I recently had an issue where one of the HyperV hosts had a CPU issue and it came down, bringing most of my non-critical VMs with it, plus a free piece of software that I use for network & system monitoring and availability. Because of this, and the fact that iDRAC locked up also, I did not get any alerts about the crash.
So I am wondering how I can (cheaply) get a redundant availability monitoring system in place--Is is as simple as running Nagios or Zenoss (or whatever) on two different HyperV hosts?
It just seems like running more than one copy of Nagios/Zenoss/etc could be expensive and have high overhead.
Thoughts?
Yes.
Redundancy means having more than one of a critical component. Monitoring is a critical component, therefore you need more than one monitoring host. To solve the immediate problem you mention in your question you just need to set up a second canary on a separate host.

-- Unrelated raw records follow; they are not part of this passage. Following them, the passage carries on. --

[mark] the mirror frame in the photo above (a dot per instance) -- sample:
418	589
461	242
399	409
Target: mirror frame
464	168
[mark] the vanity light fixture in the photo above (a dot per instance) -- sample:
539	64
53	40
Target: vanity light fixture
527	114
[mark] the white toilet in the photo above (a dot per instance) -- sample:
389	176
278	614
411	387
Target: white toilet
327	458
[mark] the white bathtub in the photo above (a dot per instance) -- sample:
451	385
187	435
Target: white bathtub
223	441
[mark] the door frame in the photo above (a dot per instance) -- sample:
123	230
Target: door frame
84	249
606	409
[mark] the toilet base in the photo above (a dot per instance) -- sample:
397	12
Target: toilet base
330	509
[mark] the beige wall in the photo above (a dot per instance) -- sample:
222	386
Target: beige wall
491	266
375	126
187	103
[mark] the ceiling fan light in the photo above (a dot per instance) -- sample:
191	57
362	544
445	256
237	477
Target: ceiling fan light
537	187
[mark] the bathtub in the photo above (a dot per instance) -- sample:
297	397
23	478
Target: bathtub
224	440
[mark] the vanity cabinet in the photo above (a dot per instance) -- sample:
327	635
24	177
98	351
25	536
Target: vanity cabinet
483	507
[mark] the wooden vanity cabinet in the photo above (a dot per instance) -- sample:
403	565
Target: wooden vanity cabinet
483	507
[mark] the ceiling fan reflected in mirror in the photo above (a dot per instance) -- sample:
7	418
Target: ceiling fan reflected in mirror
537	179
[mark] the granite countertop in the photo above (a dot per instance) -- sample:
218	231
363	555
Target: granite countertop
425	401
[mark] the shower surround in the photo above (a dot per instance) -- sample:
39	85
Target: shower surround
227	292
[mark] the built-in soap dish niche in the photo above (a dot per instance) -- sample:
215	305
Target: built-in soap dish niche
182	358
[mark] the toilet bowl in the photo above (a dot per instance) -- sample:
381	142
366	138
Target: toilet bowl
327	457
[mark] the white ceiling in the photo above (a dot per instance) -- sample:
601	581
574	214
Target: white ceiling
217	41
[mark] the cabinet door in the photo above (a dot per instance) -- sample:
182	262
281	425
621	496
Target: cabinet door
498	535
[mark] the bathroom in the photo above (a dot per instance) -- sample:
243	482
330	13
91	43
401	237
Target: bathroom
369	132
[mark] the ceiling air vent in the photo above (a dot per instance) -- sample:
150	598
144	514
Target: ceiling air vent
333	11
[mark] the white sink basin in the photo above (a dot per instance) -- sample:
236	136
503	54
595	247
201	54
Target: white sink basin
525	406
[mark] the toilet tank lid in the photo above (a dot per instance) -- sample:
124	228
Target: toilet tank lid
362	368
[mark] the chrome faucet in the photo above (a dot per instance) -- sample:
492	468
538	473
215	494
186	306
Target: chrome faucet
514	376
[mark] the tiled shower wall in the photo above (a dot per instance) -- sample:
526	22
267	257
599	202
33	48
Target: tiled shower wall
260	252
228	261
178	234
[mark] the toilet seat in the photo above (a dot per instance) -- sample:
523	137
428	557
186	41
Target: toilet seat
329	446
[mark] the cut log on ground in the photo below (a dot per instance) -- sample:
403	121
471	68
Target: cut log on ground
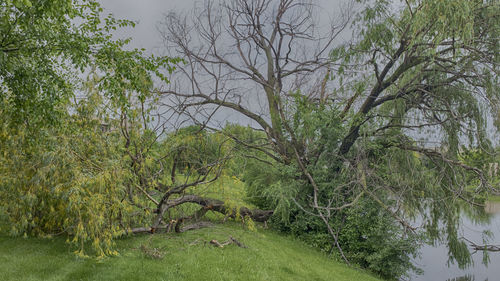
231	240
219	206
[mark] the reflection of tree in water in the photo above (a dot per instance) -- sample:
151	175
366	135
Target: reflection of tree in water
467	277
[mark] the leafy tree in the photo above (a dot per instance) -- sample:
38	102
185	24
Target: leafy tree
46	44
416	81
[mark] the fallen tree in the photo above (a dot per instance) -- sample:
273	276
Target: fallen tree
207	204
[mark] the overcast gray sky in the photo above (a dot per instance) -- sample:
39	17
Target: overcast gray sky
149	12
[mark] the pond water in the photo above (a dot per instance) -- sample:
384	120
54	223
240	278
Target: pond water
433	260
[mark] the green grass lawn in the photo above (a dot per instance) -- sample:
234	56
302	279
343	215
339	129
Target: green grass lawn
187	256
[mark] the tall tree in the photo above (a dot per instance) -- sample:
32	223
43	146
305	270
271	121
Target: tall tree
417	80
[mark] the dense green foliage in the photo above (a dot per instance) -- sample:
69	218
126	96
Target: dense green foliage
402	136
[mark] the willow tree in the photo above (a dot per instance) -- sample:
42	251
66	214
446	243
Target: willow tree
416	81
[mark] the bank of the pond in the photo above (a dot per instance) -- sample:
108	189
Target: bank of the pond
186	256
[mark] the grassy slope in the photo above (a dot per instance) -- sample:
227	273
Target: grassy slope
187	256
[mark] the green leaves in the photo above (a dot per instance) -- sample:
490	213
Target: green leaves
47	45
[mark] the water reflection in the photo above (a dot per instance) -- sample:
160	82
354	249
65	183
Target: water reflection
433	260
466	277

(Note that it doesn't have to be a full-on duplicate of your monitoring environment if continuity in monitoring isn't critical to you: It could just be a nagios check or similar to ensure that the main host is up and running).
More complex solutions include monitoring failover, and you may want also to consider an external monitor (there are lots of services like Pingdom that offer this) to monitor your more critical customer-facing systems as well, but first-glance impressions are that both of these are overkill for what you want -- you just need to be told if your monitoring system has died.
See How do you monitor a monitoring server?
In a nutshell, get an external monitoring system to monitor your local monitoring - if you can expose this to the web. That can be as simple as hosting a website on your internal monitoring servier, which is monitored by a good 3rd party service.
spicework is a free monitoring tool which can help you monitor your non-critical VMs easily.
Why not setup something like Pingdom to monitor the monitoring host?